Like the U.S., in 2015 the Japanese economy was on the road to recovery. While there were periods when growth appeared to be lacking – the economy contracted 0.1% in the second quarter, a weak currency and falling energy prices helped the country recovery quickly. With the U.S. dollar expected to strengthen further and oil prices expected to remain weak, the Bank of Japan felt little pressure to increase stimulus. By the end of the year, they made only a technical tweak to their QE program. While it represented a small dose of easing, policymakers were quick to downplay the move causing some analysts to believe that the adjustment diminished the need for another round of QE in 2016.
Whether the Bank of Japan increases stimulus again in the coming year is the biggest question mark for the Japanese Yen. Investors were relieved that Japan avoided recession in the third quarter but the 0.3% rebound in growth highlights the challenges Prime Minister Abe faces in engineering a stronger recovery. While we believe that Japan’s economy continued to recover in Q4, the drop in the Eco Watchers Index, decline in industrial production and retail sales in November along with the muted Tankan survey suggests that growth will be modest at best. We cannot underestimate the impact of a weaker currency and lower energy prices on the economy but as both are expected to bottom in the coming year, the Bank of Japan may have to resort to additional sources of support if the slowdown in China’s economy has a larger impact on Japan.

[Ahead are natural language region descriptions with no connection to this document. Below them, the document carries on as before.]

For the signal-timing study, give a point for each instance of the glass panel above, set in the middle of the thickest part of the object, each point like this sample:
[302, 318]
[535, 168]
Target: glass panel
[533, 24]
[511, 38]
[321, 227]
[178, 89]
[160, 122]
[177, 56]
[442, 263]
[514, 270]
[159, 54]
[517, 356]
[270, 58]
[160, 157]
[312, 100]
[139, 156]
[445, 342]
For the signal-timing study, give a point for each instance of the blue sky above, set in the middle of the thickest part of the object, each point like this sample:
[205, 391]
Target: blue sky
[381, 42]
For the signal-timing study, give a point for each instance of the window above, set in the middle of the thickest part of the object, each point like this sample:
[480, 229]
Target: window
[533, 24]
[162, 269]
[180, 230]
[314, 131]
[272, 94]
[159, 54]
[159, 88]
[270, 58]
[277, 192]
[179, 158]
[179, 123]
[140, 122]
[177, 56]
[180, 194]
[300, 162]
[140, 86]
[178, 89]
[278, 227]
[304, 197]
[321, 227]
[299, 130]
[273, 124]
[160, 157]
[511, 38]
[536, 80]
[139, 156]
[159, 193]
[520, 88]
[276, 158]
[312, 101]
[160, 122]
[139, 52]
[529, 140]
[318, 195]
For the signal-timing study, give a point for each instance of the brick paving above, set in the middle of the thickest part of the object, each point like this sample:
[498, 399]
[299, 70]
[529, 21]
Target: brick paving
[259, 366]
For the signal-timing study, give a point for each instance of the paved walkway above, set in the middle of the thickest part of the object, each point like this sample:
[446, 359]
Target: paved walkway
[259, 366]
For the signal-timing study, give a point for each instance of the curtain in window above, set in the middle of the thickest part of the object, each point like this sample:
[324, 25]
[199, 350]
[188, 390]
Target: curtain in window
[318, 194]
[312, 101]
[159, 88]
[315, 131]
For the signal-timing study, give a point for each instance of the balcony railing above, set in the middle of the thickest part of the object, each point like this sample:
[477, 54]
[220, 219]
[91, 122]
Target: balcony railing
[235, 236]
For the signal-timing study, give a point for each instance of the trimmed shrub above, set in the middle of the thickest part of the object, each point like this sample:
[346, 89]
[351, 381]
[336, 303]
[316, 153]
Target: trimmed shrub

Meanwhile we don’t expect the BoJ to reach its inflation target in the coming year. The Bank of Japan has no immediate plans to increase its Quantitative Easing program but subdued growth and low inflation could push the central bank to boost stimulus in the first half of the year. If this coincides with additional tightening by the Federal Reserve, USD/JPY could hit new multi-year highs.
However one dose of easing is the most we expect from the BoJ and in 2016, the outlook for the Yen also hinges on the stability of global financial assets. If the Fed’s rate hikes destabilize the market, Chinese growth contracts more than expected or there is an unexpected geopolitical event, the yen could rise sharply as investors unwind yen funded trades.

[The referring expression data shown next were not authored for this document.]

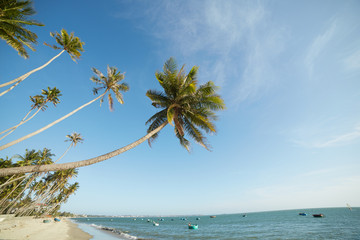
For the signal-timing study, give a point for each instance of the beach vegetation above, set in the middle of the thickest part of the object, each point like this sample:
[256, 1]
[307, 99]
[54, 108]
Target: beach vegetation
[36, 193]
[14, 19]
[111, 83]
[187, 106]
[49, 95]
[69, 43]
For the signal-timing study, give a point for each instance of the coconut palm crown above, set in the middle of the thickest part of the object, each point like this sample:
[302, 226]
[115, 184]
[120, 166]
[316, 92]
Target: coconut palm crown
[184, 104]
[69, 43]
[13, 20]
[111, 82]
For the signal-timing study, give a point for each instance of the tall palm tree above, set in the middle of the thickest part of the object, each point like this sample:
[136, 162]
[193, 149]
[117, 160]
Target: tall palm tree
[13, 21]
[184, 103]
[109, 83]
[39, 103]
[74, 139]
[66, 42]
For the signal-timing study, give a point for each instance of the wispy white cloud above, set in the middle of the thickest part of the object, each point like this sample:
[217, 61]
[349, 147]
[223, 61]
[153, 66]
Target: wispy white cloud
[331, 141]
[232, 41]
[352, 62]
[318, 46]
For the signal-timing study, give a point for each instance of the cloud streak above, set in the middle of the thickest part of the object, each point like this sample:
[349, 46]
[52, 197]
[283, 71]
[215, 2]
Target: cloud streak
[232, 41]
[318, 46]
[338, 140]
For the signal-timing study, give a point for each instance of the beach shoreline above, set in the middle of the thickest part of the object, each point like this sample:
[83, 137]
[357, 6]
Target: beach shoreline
[19, 228]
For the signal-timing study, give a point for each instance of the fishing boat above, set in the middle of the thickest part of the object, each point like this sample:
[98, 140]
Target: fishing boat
[195, 226]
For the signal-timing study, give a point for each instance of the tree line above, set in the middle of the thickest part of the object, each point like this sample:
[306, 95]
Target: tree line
[184, 104]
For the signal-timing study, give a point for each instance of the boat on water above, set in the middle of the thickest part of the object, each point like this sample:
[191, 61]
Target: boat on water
[195, 226]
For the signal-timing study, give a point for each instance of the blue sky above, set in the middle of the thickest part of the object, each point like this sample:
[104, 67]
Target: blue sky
[289, 73]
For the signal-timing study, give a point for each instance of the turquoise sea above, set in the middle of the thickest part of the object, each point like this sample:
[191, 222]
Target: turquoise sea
[337, 223]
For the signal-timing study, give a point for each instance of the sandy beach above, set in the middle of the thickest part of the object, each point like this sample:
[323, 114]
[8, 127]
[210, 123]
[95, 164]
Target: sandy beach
[22, 228]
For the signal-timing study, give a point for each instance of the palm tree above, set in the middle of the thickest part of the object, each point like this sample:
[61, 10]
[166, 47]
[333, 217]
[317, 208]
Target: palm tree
[39, 103]
[109, 83]
[13, 21]
[74, 139]
[68, 43]
[184, 103]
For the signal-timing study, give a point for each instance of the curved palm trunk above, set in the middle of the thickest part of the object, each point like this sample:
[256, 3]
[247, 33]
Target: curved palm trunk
[11, 181]
[19, 124]
[49, 125]
[64, 166]
[23, 77]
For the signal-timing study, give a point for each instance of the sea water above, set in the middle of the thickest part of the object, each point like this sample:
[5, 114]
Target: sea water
[337, 223]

Swiss Franc – Don’t Rule Out Further Intervention
In January 2015, the Swiss National Bank rocked the markets by abandoning its 1.20 EUR/CHF peg. However investors should not expect another ground breaking move by the SNB in 2016. At the start of the year, the central bank realized that they could no longer defend the peg in the face of potential ECB QE. With EUR/CHF trading below 1.10 for the rest of the year, the strong franc held back the country’s recovery.
In 2016, the prospect of further euro weakness and franc strength means continued headwinds for Switzerland’s economy. Thankfully lower commodity prices, immigration and population growth will support domestic demand. The SNB has made it clear that there are no reasons for interest rates to rise from negative levels and we expect negative rates to remain a reality for the Swiss economy throughout the year. Growth will remain slow, the unemployment rate could rise but with inflation near zero, even a small increase in wages will boost purchasing power significantly. Consumer spending is expected to play a large role in Switzerland’s recovery but for the economy to experience a stronger turnaround we need to see a more meaningful pickup in global economic activity.

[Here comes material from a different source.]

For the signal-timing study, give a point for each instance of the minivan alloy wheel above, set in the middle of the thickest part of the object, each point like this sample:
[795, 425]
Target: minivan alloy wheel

In the meantime the SNB will continue to intervene quietly in the Swiss Franc. Having previously set 1.20 as their pain threshold for EUR/CHF, they are obviously not happy with how high the currency traded in 2015 and unfortunately the Franc could appreciate further if the Eurozone falters. SNB Jordan has said that local firms will just have to get use to a strong overvalued franc but he said that if “further tensions in the euro zone itself could also contribute again to abnormally low EUR interest rates, or lead again to CHF appreciating safe-haven purchases….another rate cut by the SNB could certainly not be excluded in 2016.” In other words, there’s a very real chance of additional stimulus from the SNB in the coming year that could drive EUR/CHF to 1.10 and higher.